King was also under fire from the FBI, which made tapes of his assignations and sent them to Coretta. Hoover called him “the most notorious liar in the country” and tried to tie him to communism.. Asst. FBI director William Sullivan sent an anonymous letter to King calling him a “filthy abnormal animal” and told him there is “only one thing left for you to do.”
King seemed to sense that he would not live to see fruits of his labors. “Like anybody I would like to live a long life,” he said in Memphis, the night before he was killed. “Longevity has its place. But I’m not concerned about that now. I just want to do God’s will and He’s allowed me to go up the mountain. And I’ve looked out and I’ve seen the promised land. I may not get there with you.”
The revealing of King’s flaws in Eig’s book in no way diminishes its subject. Quite the contrary, we are given a greater appreciation of his influence and impact, particularly realizing the forces he was pitted against. The author likens his use of words to “a talented jazz musician” and he found words that appealed to our better angels.
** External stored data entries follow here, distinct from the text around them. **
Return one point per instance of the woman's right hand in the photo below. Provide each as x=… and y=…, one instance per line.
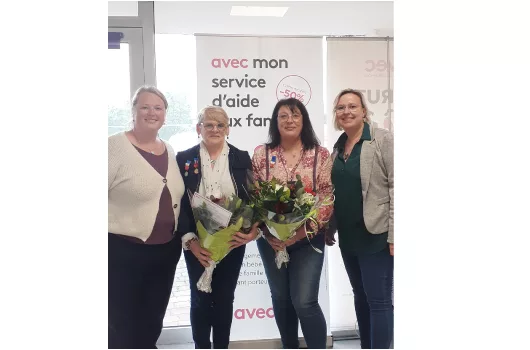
x=275, y=243
x=200, y=253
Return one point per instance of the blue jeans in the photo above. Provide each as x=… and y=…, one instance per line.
x=213, y=311
x=371, y=277
x=294, y=291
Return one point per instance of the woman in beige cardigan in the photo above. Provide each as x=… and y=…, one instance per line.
x=363, y=177
x=145, y=188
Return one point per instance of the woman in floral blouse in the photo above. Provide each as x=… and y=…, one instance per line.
x=294, y=149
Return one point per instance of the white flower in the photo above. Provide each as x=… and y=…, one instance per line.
x=307, y=198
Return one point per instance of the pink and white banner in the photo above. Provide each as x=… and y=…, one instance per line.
x=247, y=76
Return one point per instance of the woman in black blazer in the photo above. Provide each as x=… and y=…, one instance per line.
x=213, y=168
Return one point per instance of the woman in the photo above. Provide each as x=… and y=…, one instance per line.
x=214, y=168
x=145, y=189
x=363, y=177
x=294, y=149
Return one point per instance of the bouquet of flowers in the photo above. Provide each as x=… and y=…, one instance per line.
x=217, y=220
x=284, y=208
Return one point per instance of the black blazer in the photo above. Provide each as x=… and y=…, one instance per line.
x=240, y=165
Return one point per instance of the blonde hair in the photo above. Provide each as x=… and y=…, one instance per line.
x=151, y=89
x=363, y=104
x=213, y=112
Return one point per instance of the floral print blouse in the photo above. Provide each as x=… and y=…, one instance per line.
x=279, y=170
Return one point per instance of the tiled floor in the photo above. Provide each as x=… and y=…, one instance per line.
x=341, y=344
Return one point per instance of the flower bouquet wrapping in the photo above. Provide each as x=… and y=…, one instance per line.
x=284, y=208
x=217, y=221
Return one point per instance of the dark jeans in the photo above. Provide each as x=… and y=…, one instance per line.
x=371, y=278
x=294, y=291
x=140, y=281
x=213, y=311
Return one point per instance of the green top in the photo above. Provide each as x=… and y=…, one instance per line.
x=346, y=177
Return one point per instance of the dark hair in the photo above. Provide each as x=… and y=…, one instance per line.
x=308, y=136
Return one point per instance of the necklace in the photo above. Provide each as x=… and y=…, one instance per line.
x=282, y=160
x=347, y=155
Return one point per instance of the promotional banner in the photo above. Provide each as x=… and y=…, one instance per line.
x=247, y=76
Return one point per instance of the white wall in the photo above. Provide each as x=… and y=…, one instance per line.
x=317, y=18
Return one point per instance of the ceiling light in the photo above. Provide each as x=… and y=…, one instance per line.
x=259, y=11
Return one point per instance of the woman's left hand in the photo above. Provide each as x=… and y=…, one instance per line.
x=300, y=234
x=240, y=238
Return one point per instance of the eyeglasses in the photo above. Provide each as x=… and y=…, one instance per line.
x=149, y=108
x=210, y=126
x=341, y=109
x=285, y=117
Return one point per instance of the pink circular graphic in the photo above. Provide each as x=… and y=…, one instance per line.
x=294, y=86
I closed my eyes, after reading this book, and thought back to the morning of April 4, 1968. Running in the Indiana Primary, Bobby Kennedy spoke to a packed house in the Stepan Center at the University of Notre Dame. Later that day, King would step onto the balcony at the Lorraine Motel in Memphis, and be shot to death. RFK broke the news to a largely black crowd in Indianapolis, quoting the Greek playwright Aeschylus in an appeal for non-violence. Six weeks later, Kennedy would be assassinated in a Los Angeles hotel corridor.
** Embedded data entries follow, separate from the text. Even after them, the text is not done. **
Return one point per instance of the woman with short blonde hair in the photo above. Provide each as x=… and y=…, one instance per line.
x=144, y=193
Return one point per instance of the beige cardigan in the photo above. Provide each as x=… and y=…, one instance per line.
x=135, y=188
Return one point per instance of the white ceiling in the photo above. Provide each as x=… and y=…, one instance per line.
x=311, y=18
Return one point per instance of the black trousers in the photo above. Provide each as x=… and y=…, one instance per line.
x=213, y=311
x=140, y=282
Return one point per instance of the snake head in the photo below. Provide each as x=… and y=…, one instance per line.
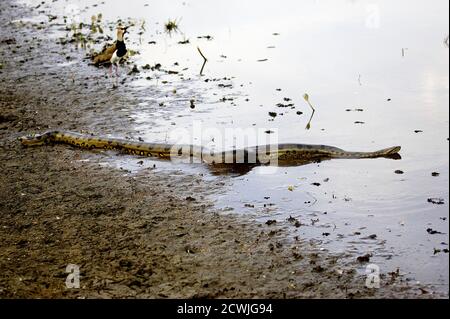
x=32, y=140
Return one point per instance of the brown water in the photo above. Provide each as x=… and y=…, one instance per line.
x=385, y=61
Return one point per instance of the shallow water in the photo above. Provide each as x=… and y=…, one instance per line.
x=386, y=58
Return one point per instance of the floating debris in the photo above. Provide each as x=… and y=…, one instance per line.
x=271, y=222
x=434, y=232
x=171, y=26
x=436, y=201
x=364, y=259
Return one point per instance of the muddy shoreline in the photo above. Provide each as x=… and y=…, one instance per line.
x=145, y=235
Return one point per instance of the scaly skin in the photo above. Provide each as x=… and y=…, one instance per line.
x=284, y=154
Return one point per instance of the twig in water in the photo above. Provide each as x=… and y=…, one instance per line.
x=306, y=97
x=204, y=62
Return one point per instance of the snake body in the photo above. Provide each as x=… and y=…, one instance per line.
x=284, y=154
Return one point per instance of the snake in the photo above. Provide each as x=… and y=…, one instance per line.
x=282, y=154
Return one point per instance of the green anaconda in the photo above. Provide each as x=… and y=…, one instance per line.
x=281, y=154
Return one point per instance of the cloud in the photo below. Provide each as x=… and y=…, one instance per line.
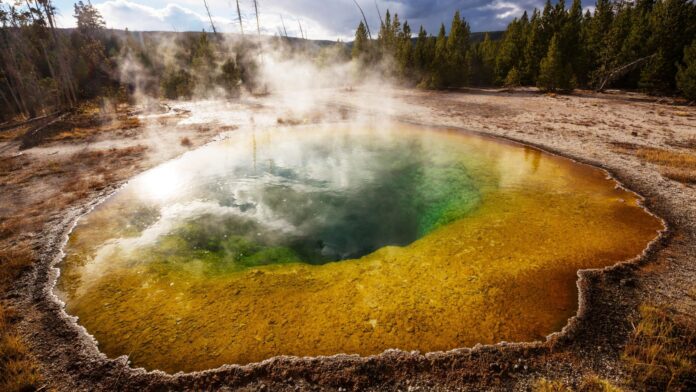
x=321, y=19
x=135, y=16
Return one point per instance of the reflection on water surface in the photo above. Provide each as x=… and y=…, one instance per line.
x=342, y=239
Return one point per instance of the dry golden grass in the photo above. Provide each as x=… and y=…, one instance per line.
x=75, y=177
x=661, y=351
x=17, y=369
x=544, y=385
x=590, y=383
x=675, y=165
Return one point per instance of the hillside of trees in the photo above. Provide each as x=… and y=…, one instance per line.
x=644, y=44
x=46, y=70
x=647, y=44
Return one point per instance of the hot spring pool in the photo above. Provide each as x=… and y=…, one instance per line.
x=343, y=238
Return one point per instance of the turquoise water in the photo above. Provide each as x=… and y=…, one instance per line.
x=337, y=196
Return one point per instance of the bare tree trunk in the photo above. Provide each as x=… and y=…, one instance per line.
x=12, y=73
x=285, y=31
x=258, y=26
x=210, y=17
x=301, y=32
x=239, y=14
x=367, y=26
x=64, y=69
x=379, y=13
x=617, y=72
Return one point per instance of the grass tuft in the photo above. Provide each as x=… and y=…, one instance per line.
x=661, y=351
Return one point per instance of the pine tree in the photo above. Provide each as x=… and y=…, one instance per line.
x=457, y=46
x=404, y=51
x=673, y=24
x=554, y=75
x=534, y=50
x=421, y=55
x=510, y=53
x=686, y=72
x=573, y=48
x=513, y=78
x=361, y=45
x=439, y=67
x=600, y=25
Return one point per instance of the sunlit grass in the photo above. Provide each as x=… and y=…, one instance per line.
x=678, y=166
x=661, y=351
x=590, y=383
x=17, y=369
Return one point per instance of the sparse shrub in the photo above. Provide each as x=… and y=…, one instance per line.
x=661, y=351
x=544, y=385
x=554, y=75
x=595, y=384
x=513, y=78
x=177, y=84
x=686, y=74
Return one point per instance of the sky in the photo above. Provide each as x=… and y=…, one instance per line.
x=320, y=19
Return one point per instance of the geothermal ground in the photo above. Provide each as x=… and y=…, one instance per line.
x=60, y=171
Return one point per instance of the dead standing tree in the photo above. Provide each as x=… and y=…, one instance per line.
x=369, y=34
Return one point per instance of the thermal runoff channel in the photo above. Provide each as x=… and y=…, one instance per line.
x=348, y=238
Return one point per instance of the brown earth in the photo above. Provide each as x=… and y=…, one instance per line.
x=645, y=143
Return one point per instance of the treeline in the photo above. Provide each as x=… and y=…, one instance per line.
x=45, y=69
x=645, y=44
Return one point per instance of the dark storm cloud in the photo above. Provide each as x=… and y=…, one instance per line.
x=325, y=19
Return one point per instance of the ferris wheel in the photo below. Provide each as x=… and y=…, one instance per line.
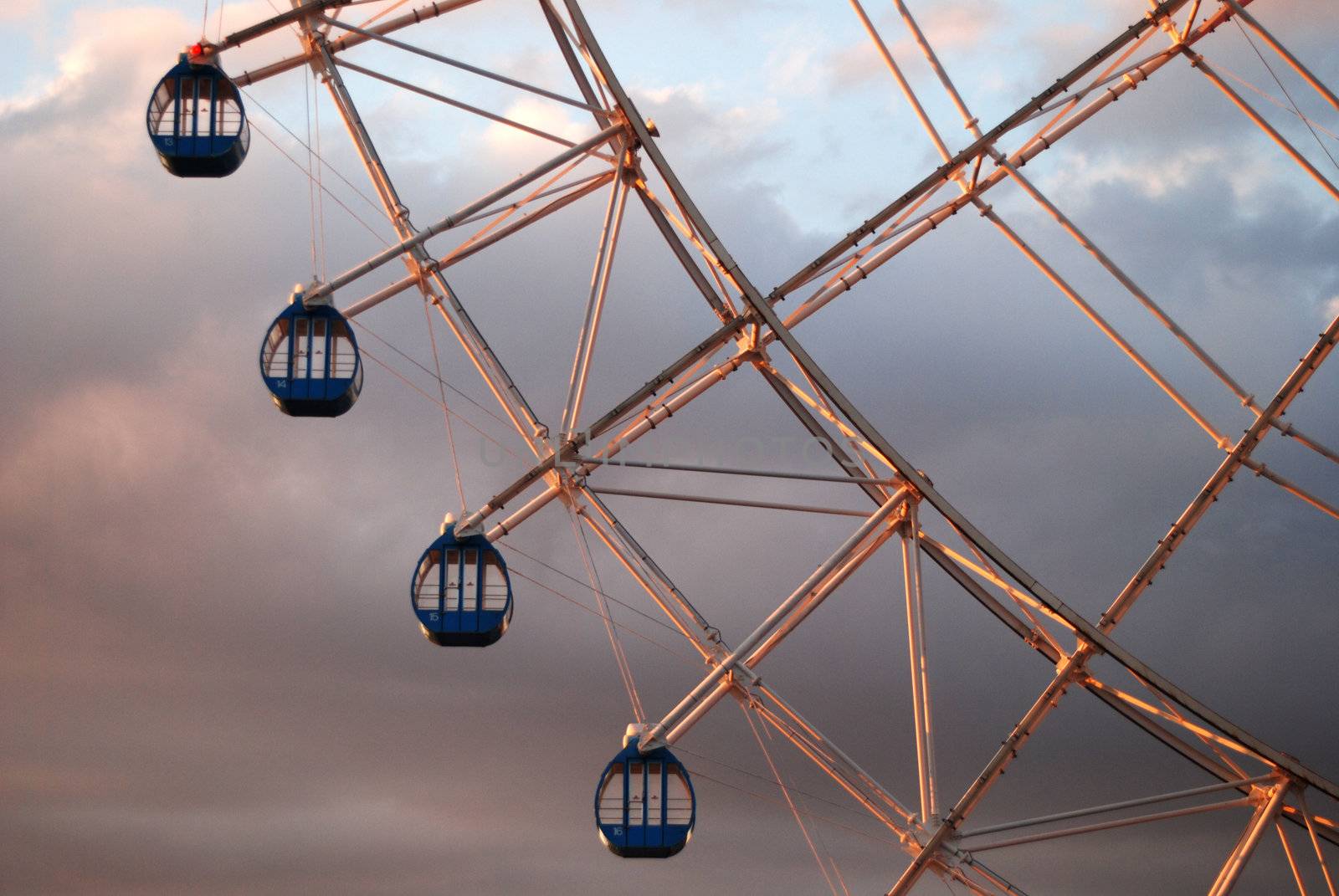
x=461, y=588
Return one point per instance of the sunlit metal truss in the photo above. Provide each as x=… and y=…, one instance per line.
x=567, y=463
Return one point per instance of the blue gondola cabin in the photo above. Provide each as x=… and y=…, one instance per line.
x=310, y=361
x=461, y=591
x=196, y=118
x=644, y=806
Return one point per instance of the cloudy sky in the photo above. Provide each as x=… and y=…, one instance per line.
x=212, y=679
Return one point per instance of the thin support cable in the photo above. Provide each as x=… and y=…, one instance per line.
x=354, y=214
x=446, y=412
x=321, y=187
x=619, y=657
x=1270, y=69
x=422, y=367
x=1278, y=102
x=785, y=791
x=383, y=13
x=576, y=603
x=311, y=181
x=414, y=386
x=334, y=171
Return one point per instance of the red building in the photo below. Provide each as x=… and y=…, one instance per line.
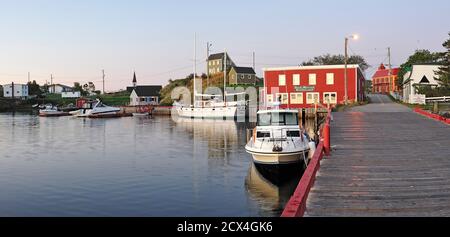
x=385, y=80
x=302, y=87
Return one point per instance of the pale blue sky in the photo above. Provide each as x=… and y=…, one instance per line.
x=76, y=39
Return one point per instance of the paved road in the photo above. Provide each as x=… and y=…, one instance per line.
x=380, y=103
x=387, y=161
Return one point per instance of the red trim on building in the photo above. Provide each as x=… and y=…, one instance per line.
x=330, y=84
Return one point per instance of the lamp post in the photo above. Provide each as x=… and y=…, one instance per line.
x=355, y=37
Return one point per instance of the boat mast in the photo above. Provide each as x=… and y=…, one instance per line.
x=225, y=79
x=195, y=68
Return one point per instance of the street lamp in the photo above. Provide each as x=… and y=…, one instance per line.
x=354, y=37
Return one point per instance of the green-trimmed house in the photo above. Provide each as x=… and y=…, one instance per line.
x=242, y=75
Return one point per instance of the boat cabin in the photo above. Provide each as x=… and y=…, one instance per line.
x=278, y=118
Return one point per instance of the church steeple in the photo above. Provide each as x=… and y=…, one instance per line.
x=134, y=80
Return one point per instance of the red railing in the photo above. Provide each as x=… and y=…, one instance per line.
x=432, y=116
x=296, y=206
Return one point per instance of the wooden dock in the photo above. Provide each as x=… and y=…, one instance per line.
x=386, y=161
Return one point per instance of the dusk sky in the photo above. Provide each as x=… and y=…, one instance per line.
x=75, y=40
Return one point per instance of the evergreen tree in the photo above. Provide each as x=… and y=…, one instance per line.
x=443, y=75
x=419, y=56
x=329, y=59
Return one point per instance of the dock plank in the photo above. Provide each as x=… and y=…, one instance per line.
x=386, y=161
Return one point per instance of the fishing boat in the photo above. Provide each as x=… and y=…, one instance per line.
x=212, y=109
x=279, y=140
x=96, y=109
x=51, y=111
x=216, y=107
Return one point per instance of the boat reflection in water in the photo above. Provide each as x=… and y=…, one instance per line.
x=272, y=187
x=221, y=136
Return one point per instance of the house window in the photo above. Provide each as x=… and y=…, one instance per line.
x=330, y=78
x=296, y=79
x=330, y=97
x=312, y=79
x=312, y=98
x=283, y=98
x=269, y=99
x=282, y=80
x=296, y=98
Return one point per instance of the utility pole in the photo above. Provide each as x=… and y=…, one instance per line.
x=254, y=61
x=51, y=83
x=391, y=83
x=345, y=71
x=103, y=71
x=208, y=45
What damage these events did to our country! We were, in two short months, deprived of our two strongest advocates for economic and social justice and their eloquent voices deploring division and polarization.
Joel: Do you know a human who is without flaws?
Also: “Seattle City Councilwoman Kshama Sawant has deployed mob intimidation in pursuit of her goals” is absurd and largely out of place in your review (which is otherwise decent). Your bias is showing.
What is a review without the writer giving opinions, impressions and conclusions?
In my case, I am biased toward non-violence as an instrument of social change, and rationality and civility as tactics in a civil society.
As one who witnessed civil rights protests in Chicago, and mob intimidation tactics at Seattle City Hall, I feel it very appropriate to draw the contrast.
I appreciate your review. Thank you for sharing your perspective.
Mr. Thaler
The 2nd paragraph is an unrelated, worthless, vapid, useless, failing, flailing, flaccid whatabout.
Excellent column Joel. It’s sad to see that the lessons of the 60’s need to be learned again today.